El Gobierno acaba de modificar por decreto la reglamentación de la reforma laboral, abriendo la puerta para que empresas y sindicatos negocien sin límites los aportes patronales extraordinarios. Hasta ahora existía un tope del 2%, que desaparece con esta medida.
El Decreto 612/2026, publicado en el Boletín Oficial y firmado por el presidente Javier Milei, define con precisión qué conceptos cuentan a la hora de calcular los aportes sindicales. Solo entra en la cuenta el salario básico, más las sumas remunerativas que se pagan de forma normal, habitual y mensual.
Quedan fuera bonos, premios, participación en ganancias, horas extras, aguinaldo, plus vacacional y cualquier concepto que no sea fijo y mensual.
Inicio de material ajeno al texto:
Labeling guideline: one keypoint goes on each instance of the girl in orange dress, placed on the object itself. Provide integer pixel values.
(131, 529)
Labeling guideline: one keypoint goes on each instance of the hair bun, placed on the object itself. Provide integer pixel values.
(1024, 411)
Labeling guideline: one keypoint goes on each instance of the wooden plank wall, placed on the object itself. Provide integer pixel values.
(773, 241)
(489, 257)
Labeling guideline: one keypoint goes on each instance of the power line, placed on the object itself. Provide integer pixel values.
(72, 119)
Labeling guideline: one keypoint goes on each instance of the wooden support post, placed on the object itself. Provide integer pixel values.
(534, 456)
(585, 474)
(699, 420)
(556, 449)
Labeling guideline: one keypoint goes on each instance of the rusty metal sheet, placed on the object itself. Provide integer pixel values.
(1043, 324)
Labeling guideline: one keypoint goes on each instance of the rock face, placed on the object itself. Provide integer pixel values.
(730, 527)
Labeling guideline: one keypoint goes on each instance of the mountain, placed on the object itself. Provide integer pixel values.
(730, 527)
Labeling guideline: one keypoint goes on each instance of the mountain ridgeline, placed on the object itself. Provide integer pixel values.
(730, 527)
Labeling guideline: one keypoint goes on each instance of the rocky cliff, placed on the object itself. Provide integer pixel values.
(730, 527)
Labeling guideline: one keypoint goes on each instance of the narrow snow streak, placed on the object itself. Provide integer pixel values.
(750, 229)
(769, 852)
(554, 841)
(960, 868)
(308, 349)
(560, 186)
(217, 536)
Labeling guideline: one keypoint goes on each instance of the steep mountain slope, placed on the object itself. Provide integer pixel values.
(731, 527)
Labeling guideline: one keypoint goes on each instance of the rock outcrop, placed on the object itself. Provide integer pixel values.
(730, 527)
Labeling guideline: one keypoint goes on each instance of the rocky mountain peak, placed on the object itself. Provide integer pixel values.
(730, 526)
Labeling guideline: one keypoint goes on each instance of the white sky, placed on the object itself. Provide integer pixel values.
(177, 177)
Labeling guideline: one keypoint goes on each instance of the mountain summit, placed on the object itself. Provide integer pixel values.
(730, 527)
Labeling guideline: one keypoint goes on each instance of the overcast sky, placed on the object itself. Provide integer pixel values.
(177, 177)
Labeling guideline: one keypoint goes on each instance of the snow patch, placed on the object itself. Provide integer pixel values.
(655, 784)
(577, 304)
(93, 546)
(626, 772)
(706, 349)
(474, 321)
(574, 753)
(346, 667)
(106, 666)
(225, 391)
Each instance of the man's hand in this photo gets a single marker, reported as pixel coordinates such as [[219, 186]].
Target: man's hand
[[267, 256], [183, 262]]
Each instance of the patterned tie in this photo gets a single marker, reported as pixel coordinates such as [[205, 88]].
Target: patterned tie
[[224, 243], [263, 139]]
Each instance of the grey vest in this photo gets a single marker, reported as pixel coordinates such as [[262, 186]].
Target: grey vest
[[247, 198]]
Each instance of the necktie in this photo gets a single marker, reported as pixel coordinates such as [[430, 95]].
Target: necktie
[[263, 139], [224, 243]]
Esta exclusión podría afectar los ingresos de los gremios, que dependen de estos aportes para financiar sus obras sociales y acciones de asistencia.
Un cambio que genera tensión
Los acuerdos entre empresas y sindicatos sobre estos montos extraordinarios deberán ser aprobados por el Estado para tener validez. El decreto también establece que los fondos acordados solo pueden destinarse a obras sociales, asistenciales, previsionales o culturales en beneficio de los trabajadores, y deben administrarse de forma separada y documentada.
La medida rige desde el 17 de julio y busca dar certeza jurídica al momento de homologar convenios colectivos. Sin embargo, especialistas anticipan que sindicatos y empleadores chocarán en las negociaciones, especialmente porque la exclusión de conceptos variables reduce el margen para que los gremios aumenten sus ingresos.